In the spirit of Spring Cleaning, I have been going through each of my writing projects. Every one of the little dears has been getting a read with fresh eyes and assigned a set of goals. I even wrote a query letter.
Holy smokes, there's an iron in the fire!
It's not just the arrival of spring that put a bee in my bonnet. The clock is ticking.
School ends on June 5th. I have 53 days, 3 hours and 39 minutes to get the "Stolen Swarm" ship shape and submission ready and finish writing the first draft of "Obgin."
I'm laughing at something I wrote to my son 5 years ago.
Apologies to My Six Year Old
I am sorry the dinosaurs are extinct.
Truly I am.
I am sorry I let your sister wear your Yoda underwear to school.
I am sorry you haven't lost any teeth yet.
Our family is dentally retarded. It will happen. Eventually.
I am sorry that I won't let you blame your sister for the dinosaurs extinction. She has done a lot of things to you.
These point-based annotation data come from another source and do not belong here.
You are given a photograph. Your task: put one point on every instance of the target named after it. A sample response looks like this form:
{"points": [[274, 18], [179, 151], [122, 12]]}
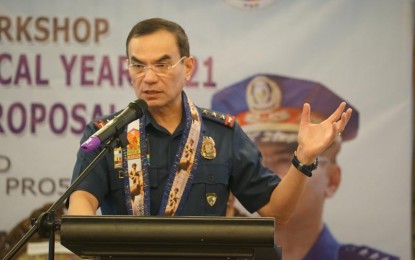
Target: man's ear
{"points": [[334, 179]]}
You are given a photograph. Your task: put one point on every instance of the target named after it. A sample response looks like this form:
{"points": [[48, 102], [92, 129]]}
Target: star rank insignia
{"points": [[208, 148], [211, 198]]}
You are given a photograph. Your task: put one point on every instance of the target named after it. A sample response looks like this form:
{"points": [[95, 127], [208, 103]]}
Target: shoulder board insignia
{"points": [[225, 119]]}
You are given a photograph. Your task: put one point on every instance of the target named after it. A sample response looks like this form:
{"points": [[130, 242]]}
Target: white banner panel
{"points": [[61, 64]]}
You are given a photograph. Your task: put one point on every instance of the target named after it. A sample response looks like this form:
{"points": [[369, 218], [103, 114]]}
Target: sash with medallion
{"points": [[133, 161]]}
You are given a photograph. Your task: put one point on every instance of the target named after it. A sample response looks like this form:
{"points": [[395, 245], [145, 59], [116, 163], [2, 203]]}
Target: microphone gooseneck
{"points": [[133, 111]]}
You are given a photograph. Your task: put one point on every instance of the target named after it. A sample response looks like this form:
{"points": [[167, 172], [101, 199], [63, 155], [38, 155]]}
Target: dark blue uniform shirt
{"points": [[327, 247], [237, 167]]}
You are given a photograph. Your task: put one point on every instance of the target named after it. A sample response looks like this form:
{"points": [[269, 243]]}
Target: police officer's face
{"points": [[323, 183], [160, 90]]}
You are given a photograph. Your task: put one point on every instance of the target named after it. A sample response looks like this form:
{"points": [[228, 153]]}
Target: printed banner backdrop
{"points": [[61, 65]]}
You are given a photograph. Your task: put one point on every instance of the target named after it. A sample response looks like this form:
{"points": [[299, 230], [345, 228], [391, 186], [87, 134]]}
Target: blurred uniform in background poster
{"points": [[268, 107]]}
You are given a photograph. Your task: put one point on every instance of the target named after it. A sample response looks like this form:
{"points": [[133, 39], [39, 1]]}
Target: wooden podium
{"points": [[131, 237]]}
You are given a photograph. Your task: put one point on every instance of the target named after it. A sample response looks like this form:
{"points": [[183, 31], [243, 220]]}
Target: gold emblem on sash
{"points": [[211, 198], [208, 148]]}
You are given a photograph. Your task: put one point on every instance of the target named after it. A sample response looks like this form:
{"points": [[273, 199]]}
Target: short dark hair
{"points": [[156, 24]]}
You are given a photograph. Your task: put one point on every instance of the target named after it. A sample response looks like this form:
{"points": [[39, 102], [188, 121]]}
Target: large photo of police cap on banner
{"points": [[63, 65]]}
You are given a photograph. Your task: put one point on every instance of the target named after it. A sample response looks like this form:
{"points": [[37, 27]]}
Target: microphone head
{"points": [[91, 144], [140, 106]]}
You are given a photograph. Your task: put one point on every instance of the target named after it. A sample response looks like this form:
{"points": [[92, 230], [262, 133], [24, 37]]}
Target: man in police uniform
{"points": [[222, 158], [268, 108]]}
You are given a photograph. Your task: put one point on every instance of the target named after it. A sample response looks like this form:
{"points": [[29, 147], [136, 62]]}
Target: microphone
{"points": [[133, 111]]}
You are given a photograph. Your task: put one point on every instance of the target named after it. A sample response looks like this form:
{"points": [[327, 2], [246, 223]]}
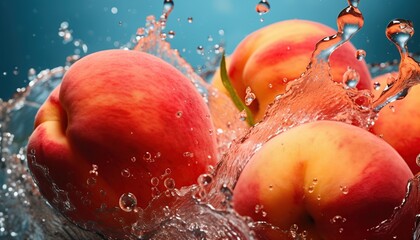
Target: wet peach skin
{"points": [[399, 123], [331, 179], [272, 56], [132, 115]]}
This is not one of them.
I am sorry the orange tom cat moved out. Some day you will realize that I cannot compete with the woman up the hill who buys him organic canned food and hires a pet psychic.
I am sorry I introduced you to opera. I didn't realize that it would make your sister louder.
I am sorry your father let you watch 2001.
I am sorry your sister learned to swim before you did.
I am sorry I said Star Wars is not a documentary.